Key data point: OpenAI estimated a real estate agent to be ~28% "exposed" to AI, illustrating task-level impacts but not displacement. Economist Alex Imas warns current tools are inadequate and urges a 'Manhattan Project' to collect economy-wide price-elasticity and demand-response data for services and jobs so policymakers can predict whether AI-driven productivity gains will lead to hiring or layoffs. Without those micro-level demand elasticity figures across occupations, forecasts of AI's labor-market effects remain highly uncertain.

Analysis

Current debate is starved of the one variable that actually flips employer-level hiring decisions: task-level price elasticity of demand. Without transaction- or engagement-level elasticity for services (tutoring, web development, specialty healthcare), models that map AI “exposure” to net employment will routinely get the sign wrong — a 20–40% productivity gain can either cut headcount or fuel 2x+ hiring depending on whether end-demand is elastic by tens of percent. Collecting these elasticities across ~50 service categories over 24 months would materially reduce structural forecast error and convert vague policy advice into targeted interventions. Second-order winners are firms that own the signals and distribution needed to monetize marginal-demand swings: payment/transaction networks, marketplaces with strong demand-response data, and high-switching-cost enterprise software that bundles AI features into sticky contracts. Losers are commoditized labor marketplaces and low-differentiation service providers whose margin gains from AI are easiest to compete away; they’re most vulnerable in 6–18 months as model costs decline and supply growth accelerates.
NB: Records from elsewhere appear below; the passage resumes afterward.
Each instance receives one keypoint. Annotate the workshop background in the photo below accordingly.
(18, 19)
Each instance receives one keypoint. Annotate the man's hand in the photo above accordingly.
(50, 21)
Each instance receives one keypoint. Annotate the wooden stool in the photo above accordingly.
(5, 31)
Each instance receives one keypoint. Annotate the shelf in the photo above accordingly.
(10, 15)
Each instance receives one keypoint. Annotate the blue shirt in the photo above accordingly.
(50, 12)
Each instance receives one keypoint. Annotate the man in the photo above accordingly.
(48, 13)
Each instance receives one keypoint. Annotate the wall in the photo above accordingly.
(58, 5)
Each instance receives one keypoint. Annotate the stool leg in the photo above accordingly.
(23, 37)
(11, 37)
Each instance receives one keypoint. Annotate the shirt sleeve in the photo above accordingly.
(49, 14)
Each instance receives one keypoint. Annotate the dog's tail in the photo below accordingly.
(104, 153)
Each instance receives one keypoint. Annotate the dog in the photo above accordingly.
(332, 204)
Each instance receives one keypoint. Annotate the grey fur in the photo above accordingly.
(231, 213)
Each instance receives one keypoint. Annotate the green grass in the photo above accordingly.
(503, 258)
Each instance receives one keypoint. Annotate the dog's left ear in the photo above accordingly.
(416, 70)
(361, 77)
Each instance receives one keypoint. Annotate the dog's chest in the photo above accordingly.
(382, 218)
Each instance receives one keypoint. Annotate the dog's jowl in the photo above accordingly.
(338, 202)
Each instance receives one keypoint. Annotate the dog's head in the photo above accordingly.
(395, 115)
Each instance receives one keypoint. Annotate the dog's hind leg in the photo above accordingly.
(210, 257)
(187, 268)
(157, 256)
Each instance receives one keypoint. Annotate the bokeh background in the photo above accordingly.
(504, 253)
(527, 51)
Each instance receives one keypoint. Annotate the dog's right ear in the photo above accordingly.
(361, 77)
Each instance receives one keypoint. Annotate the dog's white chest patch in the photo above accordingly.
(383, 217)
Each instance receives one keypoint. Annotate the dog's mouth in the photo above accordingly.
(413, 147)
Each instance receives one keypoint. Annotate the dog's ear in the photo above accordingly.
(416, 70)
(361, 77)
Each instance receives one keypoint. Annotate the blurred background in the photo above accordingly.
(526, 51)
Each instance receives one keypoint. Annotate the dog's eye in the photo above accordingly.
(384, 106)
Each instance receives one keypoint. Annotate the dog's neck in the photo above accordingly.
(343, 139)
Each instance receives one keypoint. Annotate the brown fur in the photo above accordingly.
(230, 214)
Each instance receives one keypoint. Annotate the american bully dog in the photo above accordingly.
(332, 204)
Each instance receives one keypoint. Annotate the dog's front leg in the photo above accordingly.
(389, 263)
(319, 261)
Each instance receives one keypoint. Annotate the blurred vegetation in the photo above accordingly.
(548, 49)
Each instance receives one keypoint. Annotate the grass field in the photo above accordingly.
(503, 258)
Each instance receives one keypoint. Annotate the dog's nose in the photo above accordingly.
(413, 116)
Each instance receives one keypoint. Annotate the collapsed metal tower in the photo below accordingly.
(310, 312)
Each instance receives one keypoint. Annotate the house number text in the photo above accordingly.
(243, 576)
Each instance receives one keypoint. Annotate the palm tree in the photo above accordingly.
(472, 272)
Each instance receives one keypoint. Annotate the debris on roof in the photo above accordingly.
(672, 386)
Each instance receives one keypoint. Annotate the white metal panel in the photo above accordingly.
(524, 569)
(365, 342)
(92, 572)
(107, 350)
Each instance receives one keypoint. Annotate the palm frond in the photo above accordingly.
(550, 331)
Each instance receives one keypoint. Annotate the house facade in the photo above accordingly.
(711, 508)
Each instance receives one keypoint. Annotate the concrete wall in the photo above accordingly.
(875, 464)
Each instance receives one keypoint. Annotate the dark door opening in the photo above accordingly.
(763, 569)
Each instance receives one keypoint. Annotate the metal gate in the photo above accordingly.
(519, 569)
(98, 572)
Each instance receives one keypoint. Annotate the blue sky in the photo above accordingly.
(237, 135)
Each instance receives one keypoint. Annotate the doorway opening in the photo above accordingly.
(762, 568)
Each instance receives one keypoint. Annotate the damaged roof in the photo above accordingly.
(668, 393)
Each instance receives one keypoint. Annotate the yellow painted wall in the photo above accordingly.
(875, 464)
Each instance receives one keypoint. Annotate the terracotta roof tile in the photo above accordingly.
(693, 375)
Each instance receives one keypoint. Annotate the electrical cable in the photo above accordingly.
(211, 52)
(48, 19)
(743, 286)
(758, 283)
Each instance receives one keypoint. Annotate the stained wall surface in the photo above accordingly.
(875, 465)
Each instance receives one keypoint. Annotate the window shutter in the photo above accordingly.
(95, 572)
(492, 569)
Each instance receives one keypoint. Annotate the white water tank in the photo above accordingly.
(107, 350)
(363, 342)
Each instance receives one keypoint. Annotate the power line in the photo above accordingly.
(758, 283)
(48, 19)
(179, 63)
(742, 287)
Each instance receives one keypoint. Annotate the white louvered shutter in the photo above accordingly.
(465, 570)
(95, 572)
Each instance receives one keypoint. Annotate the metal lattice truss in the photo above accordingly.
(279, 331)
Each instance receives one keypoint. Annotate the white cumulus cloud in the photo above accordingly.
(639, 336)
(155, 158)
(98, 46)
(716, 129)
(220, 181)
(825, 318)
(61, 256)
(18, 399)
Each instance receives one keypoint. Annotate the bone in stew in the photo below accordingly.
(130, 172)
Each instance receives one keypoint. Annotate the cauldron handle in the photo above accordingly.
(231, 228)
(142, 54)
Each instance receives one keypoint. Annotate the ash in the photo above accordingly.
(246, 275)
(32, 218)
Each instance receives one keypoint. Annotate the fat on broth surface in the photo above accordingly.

A competing dynamic: capped inference economics (energy, GPU supply, and model access pricing) can make AI a complement rather than a full substitute for higher-skill labor, preserving some professional services revenue pools. Key near-term catalysts to watch are public initiatives or large private consortiums to standardize price/transaction data (6–24 months), major model-cost inflection points (inference cost per 1k tokens down 50% within 12 months), and regulatory moves that restrict data-center buildouts (0–12 months). Tail risks: a coordinated moratorium or export controls on advanced accelerators within 3–9 months would compress compute winners’ upside and could temporarily revalue cloud & chip exposure by 20–40%. Position sizing should favor asymmetric, option-like payoffs until elasticities are measured.